According to the actor, Buck’s evolution from cad to responsible first responder began in the pilot. “I think in more standard procedurals it may take about seven or eight episodes before you started to see it,” he suggested. “But here things move very quickly. I think when Buck told [Connie Britton’s character] Abby she did a good job in that first episode, that was the first time you saw him humble.
“There was a line [Buck has] in the pilot, it was kind of throwaway, but it said, ‘As far as I'm concerned the world began the day I was born,’” he added. “Toward the end of the pilot you got to see him acknowledge other people and realize that he can't do things by himself and can't do things without his captain or the other members of his team, or even without the 9-1-1 responders. He realizes he's just a cog in a much bigger machine and it's quite grounding for him and just what he needed. It was fun to get to do that early on and have that light and dark immediately.”

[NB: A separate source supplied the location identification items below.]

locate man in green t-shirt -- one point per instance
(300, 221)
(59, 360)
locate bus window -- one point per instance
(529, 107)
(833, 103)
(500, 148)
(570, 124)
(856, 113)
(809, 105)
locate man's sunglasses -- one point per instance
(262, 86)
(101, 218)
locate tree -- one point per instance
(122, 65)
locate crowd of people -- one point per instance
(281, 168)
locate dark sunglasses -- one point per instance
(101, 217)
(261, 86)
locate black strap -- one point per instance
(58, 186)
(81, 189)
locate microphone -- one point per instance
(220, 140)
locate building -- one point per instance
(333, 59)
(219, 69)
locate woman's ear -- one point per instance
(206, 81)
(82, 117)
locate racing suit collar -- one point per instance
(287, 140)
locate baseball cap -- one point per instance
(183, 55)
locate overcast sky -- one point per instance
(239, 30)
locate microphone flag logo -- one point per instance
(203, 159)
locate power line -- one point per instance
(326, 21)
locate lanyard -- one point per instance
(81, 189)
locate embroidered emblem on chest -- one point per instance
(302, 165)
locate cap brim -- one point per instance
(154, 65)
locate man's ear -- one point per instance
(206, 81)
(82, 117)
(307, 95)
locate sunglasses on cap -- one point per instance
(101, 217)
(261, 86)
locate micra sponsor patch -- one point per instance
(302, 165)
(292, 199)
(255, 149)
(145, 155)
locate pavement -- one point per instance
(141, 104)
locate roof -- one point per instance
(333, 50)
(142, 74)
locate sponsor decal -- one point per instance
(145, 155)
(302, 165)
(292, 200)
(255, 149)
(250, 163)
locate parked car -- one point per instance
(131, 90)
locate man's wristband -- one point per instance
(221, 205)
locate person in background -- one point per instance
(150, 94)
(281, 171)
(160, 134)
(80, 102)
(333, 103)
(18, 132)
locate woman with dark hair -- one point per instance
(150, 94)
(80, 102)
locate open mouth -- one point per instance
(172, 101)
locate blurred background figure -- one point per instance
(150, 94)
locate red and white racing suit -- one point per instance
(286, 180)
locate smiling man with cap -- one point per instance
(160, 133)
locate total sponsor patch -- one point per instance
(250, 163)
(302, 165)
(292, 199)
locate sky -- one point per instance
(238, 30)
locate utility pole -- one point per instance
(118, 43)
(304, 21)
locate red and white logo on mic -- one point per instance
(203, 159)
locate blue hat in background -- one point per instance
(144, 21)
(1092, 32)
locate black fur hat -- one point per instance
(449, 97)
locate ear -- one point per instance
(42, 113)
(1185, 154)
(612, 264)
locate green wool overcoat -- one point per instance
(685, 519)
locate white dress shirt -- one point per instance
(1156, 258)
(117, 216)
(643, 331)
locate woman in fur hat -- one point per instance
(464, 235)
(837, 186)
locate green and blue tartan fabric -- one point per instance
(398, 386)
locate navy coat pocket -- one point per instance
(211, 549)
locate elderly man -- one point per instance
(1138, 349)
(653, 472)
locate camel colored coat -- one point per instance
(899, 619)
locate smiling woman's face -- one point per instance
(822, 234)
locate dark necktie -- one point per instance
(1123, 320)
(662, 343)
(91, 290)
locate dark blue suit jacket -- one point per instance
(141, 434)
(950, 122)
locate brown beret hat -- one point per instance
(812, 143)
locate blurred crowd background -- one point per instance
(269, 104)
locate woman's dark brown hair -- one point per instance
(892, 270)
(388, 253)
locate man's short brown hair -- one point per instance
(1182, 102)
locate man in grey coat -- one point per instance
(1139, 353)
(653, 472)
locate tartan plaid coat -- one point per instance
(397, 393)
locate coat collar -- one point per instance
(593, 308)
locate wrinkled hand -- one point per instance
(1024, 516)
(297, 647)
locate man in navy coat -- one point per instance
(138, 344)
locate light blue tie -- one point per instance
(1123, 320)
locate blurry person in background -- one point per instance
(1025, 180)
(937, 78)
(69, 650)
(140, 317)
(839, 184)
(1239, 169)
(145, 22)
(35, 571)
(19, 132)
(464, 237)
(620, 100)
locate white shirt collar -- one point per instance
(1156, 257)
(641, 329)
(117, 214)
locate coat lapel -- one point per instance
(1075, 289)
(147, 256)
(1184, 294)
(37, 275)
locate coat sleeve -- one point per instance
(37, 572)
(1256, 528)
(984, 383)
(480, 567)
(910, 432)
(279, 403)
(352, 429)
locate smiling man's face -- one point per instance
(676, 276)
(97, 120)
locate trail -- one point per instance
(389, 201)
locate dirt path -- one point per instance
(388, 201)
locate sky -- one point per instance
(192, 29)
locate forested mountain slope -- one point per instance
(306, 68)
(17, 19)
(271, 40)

With the emotional development of his character well underway, Stark (pictured above left) turned to the physicality required for the role. He admits to not having spent any time with real emergency responders for training yet felt it important he be at least fit enough to be believable. “I have kind of taken it upon myself to be fit enough,” he said. “Going onto a TV show there's a lot of pressure aesthetically to look a certain way, or the way firemen and firefighters often do, so for me it was more about, ‘Could I carry this pack on my back and run a distance?’
“I live opposite a fire station, and hopefully at some point will get to have a longer conversation with those guys,” he added. “I actually asked them for a tour, but they are a busy fire station and they said ‘no’. Yet, I’ve seen them giving Jeff Goldblum a tour, so I know if you're Jeff Goldblum you can have a tour. If you're Oliver Stark, you can't,” he laughed. “Hopefully, at some point, I'll get to do it and we'll find out if I managed to get anywhere close to the real thing.”
It seems Stark may have time to fulfill that dream. Following 9-1-1’s strong premiere and second episode Fox swiftly renewed the series for a second season. This affords Stark the chance to continue paying respect to the real first responders -- and show a little more skin to his new legion of fans. “I did have to show a lot more skin [in the pilot], and that doesn't stop happening either,” he laughed. “There will be plenty more of that to come, so there is a pressure that comes with that.
“I try not to think too much about it because I do want to play a real guy,” he continued. “I don’t know if Buck is a guy who spends six hours a day in the gym. I don't think he is. I think he's as fit as he needs to be for the job and he enjoys his life. That was much more what I wanted to focus on -- looking like a real person -- and I hope that's what we achieved.”
9-1-1is telecast Wednesdays at 9 p.m. on Fox.